How do you know if your macarons are fully baked? Josh says, “You’ll know when they’re properly baked when they’re slightly crispy and they release easily from the parchment paper.” Macarons that have been baked correctly will also have a shiny top without cracks and a lip around the bottom edge of the cookie that pastry chefs refer to as feet.
Step 7: Make the filling
Once your shells are done baking, you can move on to making a lush buttercream filling. After baking the macaron shells, this part is a breeze!
Start by beating softened butter in the bowl of a stand mixer (your hand mixer will also work here). Slowly add in the confectioners’ sugar until well incorporated. Then add in the cream, vanilla extract and a pinch of salt. If you’re looking to add color, this is the time to add your food coloring as well. Beat the mixture until the buttercream is velvety smooth.
Add the buttercream to a pastry bag fitted with a basic round tip.
Test Kitchen Tip: Vanilla extract is the go-to for flavoring frosting, but feel free to use other extracts as well. Peppermint, lemon or almond extract are all great substitutions.
Step 8: Put it all together
All that’s left is to pipe a bit of buttercream onto half of the macaron shells. Sandwich the cookies together to make perfect macarons. You can enjoy them right away or cover and refrigerate them until you’re ready to indulge.
After all that work, we don’t blame you if you want to enjoy a few with a glass of Champagne!
Macaron Tips from Our Test Kitchen
We know that making your first batch of these French cookies is just the beginning.

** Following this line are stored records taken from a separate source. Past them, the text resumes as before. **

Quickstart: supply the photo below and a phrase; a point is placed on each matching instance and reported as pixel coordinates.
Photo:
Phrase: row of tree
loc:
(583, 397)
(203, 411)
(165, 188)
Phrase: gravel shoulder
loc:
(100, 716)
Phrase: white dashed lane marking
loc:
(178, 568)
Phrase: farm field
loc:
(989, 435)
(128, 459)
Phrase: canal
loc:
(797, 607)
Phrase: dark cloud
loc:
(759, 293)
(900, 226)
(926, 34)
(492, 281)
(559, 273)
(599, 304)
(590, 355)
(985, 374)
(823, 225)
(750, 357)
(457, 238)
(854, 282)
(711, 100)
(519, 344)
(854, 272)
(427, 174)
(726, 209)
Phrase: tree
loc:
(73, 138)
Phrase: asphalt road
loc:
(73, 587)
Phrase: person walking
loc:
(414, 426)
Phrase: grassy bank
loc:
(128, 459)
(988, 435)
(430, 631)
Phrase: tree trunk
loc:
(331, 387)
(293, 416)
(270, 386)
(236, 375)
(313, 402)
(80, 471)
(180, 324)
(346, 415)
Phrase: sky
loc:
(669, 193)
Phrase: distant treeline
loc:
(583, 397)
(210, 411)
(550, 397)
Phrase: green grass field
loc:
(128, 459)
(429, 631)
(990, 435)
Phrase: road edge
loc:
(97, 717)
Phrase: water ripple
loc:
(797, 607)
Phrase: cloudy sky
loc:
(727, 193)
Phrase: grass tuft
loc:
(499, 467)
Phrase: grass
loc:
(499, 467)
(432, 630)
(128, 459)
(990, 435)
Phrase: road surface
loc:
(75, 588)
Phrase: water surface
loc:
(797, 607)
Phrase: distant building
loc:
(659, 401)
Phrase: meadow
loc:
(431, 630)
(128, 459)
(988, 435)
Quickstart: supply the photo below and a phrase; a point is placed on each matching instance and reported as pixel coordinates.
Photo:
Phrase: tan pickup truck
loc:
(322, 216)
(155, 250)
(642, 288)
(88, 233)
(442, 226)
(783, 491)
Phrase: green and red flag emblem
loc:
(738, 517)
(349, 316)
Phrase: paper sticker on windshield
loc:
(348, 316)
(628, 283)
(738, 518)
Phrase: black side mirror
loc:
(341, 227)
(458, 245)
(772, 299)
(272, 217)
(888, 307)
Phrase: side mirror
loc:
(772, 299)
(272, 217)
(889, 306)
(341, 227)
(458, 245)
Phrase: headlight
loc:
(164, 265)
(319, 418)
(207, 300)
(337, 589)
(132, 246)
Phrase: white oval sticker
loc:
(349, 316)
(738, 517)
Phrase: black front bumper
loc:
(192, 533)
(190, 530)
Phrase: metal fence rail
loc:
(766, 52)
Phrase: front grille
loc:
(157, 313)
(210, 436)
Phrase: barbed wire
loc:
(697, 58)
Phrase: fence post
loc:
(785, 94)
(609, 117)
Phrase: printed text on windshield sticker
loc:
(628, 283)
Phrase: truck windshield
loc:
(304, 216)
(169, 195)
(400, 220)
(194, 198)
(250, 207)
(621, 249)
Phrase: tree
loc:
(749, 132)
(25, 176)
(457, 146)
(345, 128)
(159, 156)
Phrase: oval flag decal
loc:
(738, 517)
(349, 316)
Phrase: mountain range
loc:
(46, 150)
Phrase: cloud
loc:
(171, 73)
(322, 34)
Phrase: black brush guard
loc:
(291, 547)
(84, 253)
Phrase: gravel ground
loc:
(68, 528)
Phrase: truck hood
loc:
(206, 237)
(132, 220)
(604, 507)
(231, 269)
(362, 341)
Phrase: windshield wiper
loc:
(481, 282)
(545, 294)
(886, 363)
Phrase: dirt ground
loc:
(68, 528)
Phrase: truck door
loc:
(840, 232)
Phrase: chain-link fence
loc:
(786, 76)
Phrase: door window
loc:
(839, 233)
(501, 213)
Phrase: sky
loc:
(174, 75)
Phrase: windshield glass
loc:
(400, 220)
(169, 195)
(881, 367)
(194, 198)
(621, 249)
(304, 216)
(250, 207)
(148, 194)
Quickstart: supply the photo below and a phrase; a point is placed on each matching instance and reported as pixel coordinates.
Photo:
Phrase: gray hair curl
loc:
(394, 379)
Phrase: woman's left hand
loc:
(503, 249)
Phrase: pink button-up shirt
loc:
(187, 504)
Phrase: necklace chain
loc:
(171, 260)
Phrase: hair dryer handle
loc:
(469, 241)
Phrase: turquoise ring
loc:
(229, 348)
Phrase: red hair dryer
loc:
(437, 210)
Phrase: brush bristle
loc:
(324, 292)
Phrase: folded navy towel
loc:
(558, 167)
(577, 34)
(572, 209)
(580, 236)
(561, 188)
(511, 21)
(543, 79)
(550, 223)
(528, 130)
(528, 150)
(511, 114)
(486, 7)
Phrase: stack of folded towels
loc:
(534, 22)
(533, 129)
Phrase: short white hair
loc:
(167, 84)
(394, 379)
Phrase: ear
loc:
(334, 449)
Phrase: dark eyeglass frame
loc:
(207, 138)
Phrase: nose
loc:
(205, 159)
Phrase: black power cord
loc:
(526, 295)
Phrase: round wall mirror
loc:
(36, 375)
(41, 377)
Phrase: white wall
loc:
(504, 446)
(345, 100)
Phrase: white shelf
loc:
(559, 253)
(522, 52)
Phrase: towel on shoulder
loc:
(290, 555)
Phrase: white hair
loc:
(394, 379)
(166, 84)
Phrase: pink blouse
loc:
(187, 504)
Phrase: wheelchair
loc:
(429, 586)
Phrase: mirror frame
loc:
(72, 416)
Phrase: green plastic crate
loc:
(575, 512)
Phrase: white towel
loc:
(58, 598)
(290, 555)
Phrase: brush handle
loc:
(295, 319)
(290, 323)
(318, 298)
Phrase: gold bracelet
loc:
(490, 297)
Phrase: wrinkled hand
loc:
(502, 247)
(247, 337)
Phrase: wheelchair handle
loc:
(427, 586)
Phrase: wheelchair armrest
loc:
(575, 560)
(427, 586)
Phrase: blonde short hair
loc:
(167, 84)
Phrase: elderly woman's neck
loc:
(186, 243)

Our Test Kitchen answers your most frequently asked macaron questions.
Can you make macarons without almond flour?
Almond flour is traditional for this type of cookie, but you can use alternatives! According to Josh, you can swap out the almond flour for another type of nut flour like hazelnut, pistachio or pecan flour. Follow the exact same steps as you would for a traditional macaron (pulsing in a food processor and sifting).
If you don’t have nut flour on hand, you won’t be able to make macarons. Nut flour is essential for making these cookies. Fortunately, though, finding almond flour is easier than ever. Many big box stores carry it and you can always find it online.

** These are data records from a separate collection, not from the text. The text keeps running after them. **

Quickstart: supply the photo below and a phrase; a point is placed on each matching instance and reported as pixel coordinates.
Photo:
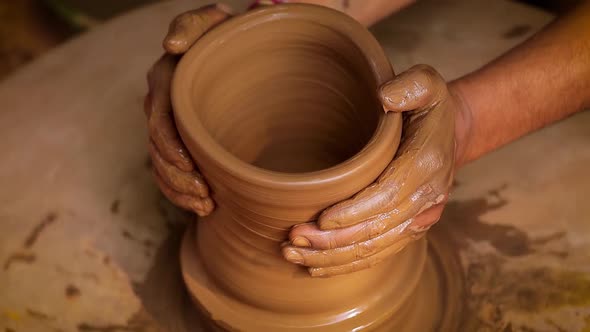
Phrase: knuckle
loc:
(376, 227)
(362, 250)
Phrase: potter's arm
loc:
(543, 80)
(366, 12)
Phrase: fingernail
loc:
(293, 256)
(301, 241)
(316, 272)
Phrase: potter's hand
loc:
(174, 169)
(407, 198)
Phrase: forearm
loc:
(543, 80)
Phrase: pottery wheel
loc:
(82, 223)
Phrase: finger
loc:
(160, 123)
(419, 87)
(361, 264)
(187, 183)
(201, 206)
(388, 199)
(311, 235)
(186, 28)
(339, 256)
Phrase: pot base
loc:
(434, 305)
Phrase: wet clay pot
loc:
(279, 109)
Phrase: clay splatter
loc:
(34, 235)
(19, 257)
(85, 327)
(72, 292)
(39, 315)
(495, 290)
(115, 206)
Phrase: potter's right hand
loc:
(410, 194)
(174, 170)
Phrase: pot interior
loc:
(287, 95)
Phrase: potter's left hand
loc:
(407, 198)
(174, 170)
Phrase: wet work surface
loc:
(87, 243)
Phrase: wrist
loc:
(463, 122)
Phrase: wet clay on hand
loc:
(405, 200)
(174, 170)
(280, 110)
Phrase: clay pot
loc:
(279, 109)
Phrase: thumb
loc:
(186, 28)
(419, 87)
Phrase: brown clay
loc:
(279, 109)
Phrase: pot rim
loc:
(199, 140)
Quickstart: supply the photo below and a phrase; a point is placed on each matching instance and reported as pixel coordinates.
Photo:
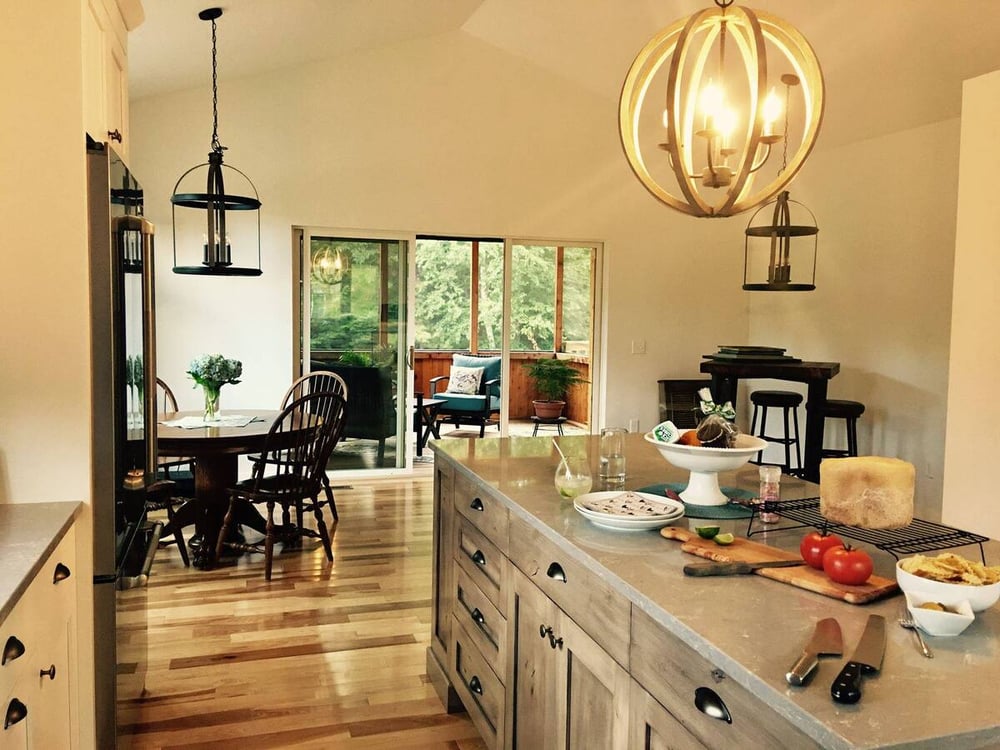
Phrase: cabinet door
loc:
(568, 693)
(652, 727)
(116, 87)
(52, 698)
(594, 691)
(533, 677)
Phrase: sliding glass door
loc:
(352, 320)
(519, 300)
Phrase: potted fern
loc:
(553, 379)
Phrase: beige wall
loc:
(450, 135)
(973, 414)
(44, 326)
(444, 135)
(44, 286)
(886, 213)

How long does it take to make macarons?
Macarons are one of those all-day baking projects, so don’t attempt to make these after dinner one evening! Set aside a good three hours to make these cookies. There will be some downtime with allowing shells to rest and bake, though.
Can you dye macarons?
Yes, you can add food coloring to macaron batter. But before you rummage in your baking supplies, take this bit of advice from Josh to heart: “Always use gel food coloring, never liquid.”
Liquid dye will alter the consistency of the batter which you do not want with a fussier recipe like this. Gel coloring, on the other hand, will add plenty of potent color without compromising the consistency.

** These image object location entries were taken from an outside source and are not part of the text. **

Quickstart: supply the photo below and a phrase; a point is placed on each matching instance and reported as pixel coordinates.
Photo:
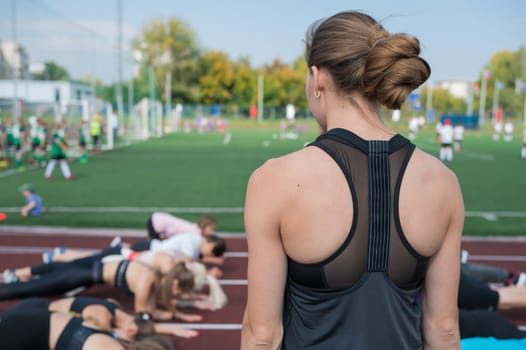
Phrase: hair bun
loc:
(394, 69)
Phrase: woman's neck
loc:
(358, 116)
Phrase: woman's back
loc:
(315, 193)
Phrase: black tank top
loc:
(366, 294)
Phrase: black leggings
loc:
(26, 325)
(56, 278)
(484, 323)
(151, 231)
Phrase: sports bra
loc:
(120, 277)
(344, 268)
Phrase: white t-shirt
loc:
(508, 128)
(167, 225)
(188, 244)
(458, 132)
(446, 134)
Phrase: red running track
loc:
(219, 330)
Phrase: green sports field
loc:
(193, 174)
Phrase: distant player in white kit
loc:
(458, 136)
(508, 130)
(413, 127)
(446, 141)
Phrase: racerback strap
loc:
(379, 206)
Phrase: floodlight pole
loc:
(14, 75)
(495, 98)
(260, 98)
(482, 107)
(168, 93)
(119, 58)
(429, 100)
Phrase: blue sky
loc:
(458, 37)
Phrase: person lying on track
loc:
(29, 325)
(108, 313)
(186, 246)
(135, 278)
(161, 261)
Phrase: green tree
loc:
(284, 84)
(244, 90)
(506, 67)
(171, 47)
(52, 71)
(217, 78)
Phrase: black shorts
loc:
(151, 231)
(474, 294)
(141, 246)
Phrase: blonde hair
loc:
(185, 279)
(217, 297)
(362, 56)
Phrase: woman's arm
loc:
(170, 329)
(267, 263)
(440, 292)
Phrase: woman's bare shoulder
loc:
(430, 168)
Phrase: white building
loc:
(13, 56)
(457, 88)
(46, 91)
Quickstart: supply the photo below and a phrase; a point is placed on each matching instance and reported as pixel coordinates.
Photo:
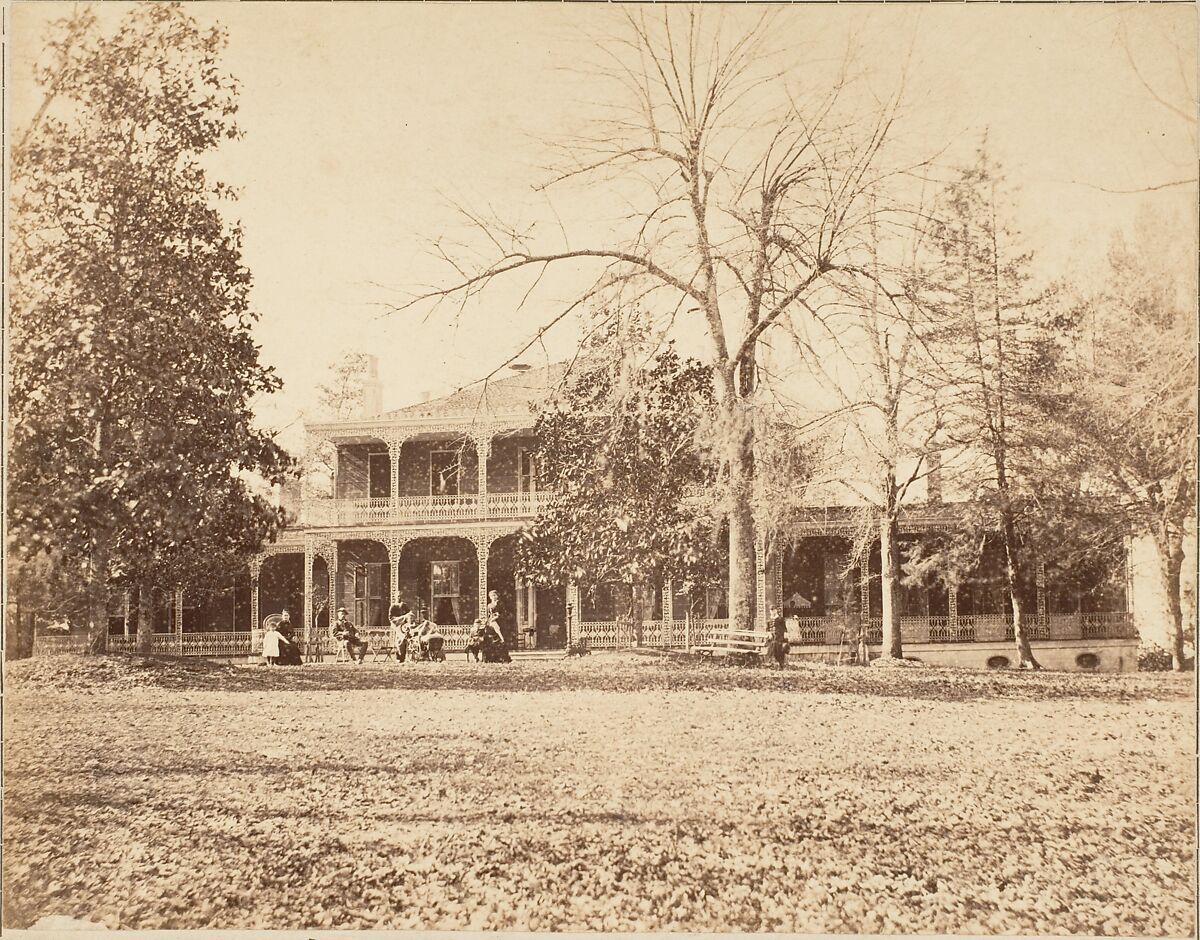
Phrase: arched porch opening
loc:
(321, 603)
(364, 581)
(532, 616)
(442, 575)
(281, 585)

What if your macarons don’t have “feet?”
The foot of a macaron is that ruffled ridge along the outside edge. If your macarons don’t have that edge and lift, it’s because they didn’t rest long enough before going into the oven, according to Josh.
Humidity has a major effect on how the shells dry. On a cool, dry day in February, the shells can dry in 15 minutes; on a humid July day, it could take an hour or more. Make sure to test the dryness of the shells by tapping the top with your finger. They are dry enough to bake when the top is no longer tacky.
Without this feature, your macarons will not have the right texture. You’ll want to start again.
What if the macaron shells are hollow?
Hollow shells are also a common macaron mistake. Hollow shells (versus ones that are crisp outside and chewy inside) are the result of overmixed batter. Be very mindful as you fold.
How do you store macarons?
Because of the buttercream filling, macarons are best stored in the refrigerator. Store them in an airtight container, placing layers of parchment between layers if stacking.
These cookies are best enjoyed at room temperature. When you’re starting to crave these cookies, let them sit out at room temperature for about 30 minutes before diving in.